Then a viola struck up a chord and its almost awkward combinations of plucking and strained notes added to the apparent conflict and confusion portrayed by dancers, who at timed seemed to be in battle, or in a street fight. Bonachella very often gets his dancers to use one as counter-balances, and one of the signature movements, which I'd seen before at Snape Maltings, was when one falls backwards and is caught by the back of the neck by another dancer, suspended for a second.
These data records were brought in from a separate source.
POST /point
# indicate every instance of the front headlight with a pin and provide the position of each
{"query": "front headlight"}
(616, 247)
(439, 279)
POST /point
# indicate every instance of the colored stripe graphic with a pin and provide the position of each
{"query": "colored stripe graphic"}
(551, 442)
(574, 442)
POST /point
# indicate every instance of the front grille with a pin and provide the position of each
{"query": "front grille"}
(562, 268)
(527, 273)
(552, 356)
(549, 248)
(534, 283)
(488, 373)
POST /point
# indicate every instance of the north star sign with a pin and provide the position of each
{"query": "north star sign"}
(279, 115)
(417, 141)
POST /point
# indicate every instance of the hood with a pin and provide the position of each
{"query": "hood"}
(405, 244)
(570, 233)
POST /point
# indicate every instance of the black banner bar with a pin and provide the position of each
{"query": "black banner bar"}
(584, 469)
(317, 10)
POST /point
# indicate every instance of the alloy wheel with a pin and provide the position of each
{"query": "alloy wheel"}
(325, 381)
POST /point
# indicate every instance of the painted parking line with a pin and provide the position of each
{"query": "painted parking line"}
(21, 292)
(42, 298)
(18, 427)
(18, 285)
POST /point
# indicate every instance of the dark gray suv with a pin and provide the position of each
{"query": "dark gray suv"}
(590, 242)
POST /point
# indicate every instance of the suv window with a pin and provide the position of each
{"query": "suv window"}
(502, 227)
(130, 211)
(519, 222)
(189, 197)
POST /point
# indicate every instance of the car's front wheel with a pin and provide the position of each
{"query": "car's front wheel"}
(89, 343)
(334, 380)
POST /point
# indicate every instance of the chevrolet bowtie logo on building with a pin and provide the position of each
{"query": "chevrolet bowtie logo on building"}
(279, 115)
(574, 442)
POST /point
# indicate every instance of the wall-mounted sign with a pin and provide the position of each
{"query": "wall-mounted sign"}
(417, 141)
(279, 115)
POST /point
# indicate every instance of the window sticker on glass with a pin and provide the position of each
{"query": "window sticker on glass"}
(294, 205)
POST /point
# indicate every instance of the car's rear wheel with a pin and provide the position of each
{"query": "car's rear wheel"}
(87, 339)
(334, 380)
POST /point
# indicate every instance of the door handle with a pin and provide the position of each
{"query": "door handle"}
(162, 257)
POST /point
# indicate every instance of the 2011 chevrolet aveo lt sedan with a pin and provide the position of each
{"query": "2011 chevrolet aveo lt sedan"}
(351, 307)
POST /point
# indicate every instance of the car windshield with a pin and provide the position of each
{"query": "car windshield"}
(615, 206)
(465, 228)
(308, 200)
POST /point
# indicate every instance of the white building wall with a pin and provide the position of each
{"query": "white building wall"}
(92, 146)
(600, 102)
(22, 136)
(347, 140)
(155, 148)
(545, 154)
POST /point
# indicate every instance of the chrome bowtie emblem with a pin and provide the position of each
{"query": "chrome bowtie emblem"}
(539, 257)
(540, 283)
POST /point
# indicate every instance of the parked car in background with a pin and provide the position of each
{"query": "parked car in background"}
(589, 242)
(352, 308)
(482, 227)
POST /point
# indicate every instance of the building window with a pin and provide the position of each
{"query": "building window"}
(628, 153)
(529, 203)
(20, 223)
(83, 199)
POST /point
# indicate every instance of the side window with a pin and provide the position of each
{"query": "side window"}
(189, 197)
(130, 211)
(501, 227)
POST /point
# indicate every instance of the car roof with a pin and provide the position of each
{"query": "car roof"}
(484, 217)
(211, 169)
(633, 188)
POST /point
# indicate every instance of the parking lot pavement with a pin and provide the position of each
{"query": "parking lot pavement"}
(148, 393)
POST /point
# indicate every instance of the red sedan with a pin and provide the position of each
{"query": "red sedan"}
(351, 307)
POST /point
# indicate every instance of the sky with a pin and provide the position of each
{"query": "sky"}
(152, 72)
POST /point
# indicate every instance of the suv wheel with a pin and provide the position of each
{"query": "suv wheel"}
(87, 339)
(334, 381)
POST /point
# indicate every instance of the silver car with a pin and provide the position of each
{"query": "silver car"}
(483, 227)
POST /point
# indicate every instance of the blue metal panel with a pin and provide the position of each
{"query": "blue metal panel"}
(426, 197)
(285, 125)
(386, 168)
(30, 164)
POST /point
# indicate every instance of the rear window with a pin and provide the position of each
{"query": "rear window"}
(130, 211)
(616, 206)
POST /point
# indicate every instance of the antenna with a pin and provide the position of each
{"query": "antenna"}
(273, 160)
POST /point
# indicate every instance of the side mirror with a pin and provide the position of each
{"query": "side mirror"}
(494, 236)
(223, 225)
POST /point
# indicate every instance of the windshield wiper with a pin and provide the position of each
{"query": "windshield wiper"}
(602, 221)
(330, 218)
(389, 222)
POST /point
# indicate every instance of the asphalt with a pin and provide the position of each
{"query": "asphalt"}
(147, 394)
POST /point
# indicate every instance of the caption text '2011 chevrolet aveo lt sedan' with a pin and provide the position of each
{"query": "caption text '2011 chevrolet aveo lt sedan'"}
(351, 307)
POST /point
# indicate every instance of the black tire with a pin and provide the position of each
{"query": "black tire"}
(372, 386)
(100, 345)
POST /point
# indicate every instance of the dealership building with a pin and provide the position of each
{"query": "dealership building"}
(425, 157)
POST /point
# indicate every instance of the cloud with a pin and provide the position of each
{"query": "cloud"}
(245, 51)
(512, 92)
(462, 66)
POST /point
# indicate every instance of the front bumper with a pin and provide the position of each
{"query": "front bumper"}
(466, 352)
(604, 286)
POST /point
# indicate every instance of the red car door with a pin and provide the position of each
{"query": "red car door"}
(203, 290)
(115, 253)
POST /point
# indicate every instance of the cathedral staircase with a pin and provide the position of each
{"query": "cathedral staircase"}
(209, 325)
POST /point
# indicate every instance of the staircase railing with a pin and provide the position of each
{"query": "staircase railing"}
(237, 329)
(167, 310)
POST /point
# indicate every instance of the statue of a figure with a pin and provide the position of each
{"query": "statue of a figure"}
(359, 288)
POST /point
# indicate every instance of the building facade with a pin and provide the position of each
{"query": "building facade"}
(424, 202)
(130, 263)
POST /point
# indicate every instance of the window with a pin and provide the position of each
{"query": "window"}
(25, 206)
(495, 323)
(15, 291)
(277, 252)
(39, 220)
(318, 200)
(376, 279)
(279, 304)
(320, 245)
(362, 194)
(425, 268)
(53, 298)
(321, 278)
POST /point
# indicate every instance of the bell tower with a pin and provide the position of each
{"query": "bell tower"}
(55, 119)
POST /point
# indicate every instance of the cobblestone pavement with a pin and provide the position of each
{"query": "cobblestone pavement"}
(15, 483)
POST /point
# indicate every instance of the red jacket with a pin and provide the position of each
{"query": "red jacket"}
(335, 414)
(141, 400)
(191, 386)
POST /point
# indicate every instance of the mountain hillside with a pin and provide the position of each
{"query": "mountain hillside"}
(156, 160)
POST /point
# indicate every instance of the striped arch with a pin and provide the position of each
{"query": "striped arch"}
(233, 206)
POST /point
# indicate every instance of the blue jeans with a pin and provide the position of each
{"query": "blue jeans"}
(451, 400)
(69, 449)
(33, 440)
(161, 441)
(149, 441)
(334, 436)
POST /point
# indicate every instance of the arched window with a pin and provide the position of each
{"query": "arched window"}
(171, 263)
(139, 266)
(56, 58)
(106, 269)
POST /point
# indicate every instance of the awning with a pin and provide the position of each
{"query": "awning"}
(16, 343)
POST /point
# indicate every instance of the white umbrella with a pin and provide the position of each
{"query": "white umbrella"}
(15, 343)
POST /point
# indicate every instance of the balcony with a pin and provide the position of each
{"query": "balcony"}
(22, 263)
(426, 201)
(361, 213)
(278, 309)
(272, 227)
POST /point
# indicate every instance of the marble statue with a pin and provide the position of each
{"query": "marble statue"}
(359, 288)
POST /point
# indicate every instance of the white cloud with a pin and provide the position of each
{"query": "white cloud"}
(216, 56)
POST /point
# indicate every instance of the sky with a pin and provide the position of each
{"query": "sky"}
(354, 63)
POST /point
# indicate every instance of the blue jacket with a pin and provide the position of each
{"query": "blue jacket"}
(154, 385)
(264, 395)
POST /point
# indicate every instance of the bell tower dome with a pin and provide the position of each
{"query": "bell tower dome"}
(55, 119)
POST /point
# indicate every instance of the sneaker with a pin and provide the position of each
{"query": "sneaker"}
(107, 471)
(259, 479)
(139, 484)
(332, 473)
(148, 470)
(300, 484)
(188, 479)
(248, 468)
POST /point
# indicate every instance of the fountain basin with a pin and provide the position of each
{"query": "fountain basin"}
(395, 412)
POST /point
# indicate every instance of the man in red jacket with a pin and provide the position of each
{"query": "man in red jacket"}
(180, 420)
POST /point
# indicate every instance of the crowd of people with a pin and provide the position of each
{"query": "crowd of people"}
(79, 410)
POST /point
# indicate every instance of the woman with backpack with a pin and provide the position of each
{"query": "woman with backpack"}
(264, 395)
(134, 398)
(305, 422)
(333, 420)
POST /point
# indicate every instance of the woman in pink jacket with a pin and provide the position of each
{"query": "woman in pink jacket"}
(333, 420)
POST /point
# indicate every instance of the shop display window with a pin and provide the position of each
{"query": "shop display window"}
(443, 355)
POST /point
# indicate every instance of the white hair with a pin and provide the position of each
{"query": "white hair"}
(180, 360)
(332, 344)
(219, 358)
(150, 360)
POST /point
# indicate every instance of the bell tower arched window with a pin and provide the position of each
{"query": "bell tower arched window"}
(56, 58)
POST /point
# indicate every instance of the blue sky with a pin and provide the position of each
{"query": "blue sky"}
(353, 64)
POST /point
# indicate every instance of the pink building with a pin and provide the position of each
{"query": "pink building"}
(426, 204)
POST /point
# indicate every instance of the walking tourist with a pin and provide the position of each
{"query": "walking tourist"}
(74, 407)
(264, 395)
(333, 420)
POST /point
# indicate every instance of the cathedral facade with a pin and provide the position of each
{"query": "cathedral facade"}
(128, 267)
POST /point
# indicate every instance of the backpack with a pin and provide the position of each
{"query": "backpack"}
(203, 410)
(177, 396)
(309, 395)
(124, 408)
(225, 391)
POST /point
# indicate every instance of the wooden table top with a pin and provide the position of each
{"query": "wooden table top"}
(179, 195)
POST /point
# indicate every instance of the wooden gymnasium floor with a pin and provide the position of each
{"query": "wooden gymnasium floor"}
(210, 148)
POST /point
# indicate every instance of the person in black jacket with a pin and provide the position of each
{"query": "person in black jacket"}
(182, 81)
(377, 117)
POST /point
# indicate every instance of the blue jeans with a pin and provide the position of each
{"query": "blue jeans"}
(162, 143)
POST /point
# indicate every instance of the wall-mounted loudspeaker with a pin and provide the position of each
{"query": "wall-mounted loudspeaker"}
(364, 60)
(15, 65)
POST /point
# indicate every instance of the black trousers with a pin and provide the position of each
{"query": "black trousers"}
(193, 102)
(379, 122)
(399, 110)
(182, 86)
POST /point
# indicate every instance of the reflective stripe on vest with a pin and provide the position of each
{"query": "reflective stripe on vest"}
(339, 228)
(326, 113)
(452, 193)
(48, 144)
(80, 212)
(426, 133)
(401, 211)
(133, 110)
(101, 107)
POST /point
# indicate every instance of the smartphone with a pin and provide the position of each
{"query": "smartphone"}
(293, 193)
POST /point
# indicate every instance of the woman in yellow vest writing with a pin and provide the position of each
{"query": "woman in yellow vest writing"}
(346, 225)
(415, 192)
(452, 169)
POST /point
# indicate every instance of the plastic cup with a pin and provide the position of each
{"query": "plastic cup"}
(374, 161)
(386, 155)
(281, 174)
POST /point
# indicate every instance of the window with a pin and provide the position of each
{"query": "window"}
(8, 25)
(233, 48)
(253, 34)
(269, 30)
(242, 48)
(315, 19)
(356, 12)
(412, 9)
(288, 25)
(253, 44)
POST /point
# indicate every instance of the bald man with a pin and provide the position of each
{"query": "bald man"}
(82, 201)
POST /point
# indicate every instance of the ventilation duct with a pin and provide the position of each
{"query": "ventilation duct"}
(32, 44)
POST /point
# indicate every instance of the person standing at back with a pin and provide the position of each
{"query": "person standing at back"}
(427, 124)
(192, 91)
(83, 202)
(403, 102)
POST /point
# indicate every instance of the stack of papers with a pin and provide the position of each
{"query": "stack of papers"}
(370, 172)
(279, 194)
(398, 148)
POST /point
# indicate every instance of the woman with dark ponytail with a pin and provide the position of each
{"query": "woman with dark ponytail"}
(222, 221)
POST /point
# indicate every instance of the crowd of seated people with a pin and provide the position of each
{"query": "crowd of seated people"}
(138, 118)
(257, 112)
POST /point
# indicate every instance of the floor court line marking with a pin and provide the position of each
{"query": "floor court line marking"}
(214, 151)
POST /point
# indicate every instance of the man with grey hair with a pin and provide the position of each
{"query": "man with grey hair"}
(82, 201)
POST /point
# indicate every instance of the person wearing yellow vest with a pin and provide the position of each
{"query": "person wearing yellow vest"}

This was by no means an harmonious piece, with the accompanying music and movements of the dancers very fast, erratic and jarring. All six dancers stayed on stage the entire time, with couples highlighted for different sections while the others swayed and shrunk into the background. The speed and precision with which they moved was awe-inspiring and it was totally captivating.

Set Boundaries was the second of the pieces, and in this there was a more obvious connection to the theme voices, as the choir group The Sixteen had given their group voice to the specially commissioned piece of music by Matthew Herbert.

The dancers were dressed minimally, in white pants and vests. In the background, a video projection by Lenka Clayton showed alternating shots of sentinels guarding the North and South Korean borders. Half way through, a voice-over spoke of an Iraqi man's nightmare of being exiled in his own country, of not fitting into or being welcomed into the UK, and the pain of being parted from his family.

The dancers moved with such beauty, precision and certainty as they portrayed their own interpretations of trying to escape, to get out of a confined space, to become free. The white lighting from above helped convey this feeling of being trapped, as if in a prison, as did the basic costumes, which created a sense of minimalism. The movements were mainly fast, furious and precise, and I hardly saw a repeated move the entire time, such is the inventiveness and originality of Bonachella's choreography.

For a one-and-a-half-year-old company, I was bowled over by the professionalism and high quality of dance. Never was there a dull moment, as the choreography constantly challenged and surprised. It was as if Bonachella had created his own, completely new language of contemporary dance. Definitely a company to watch.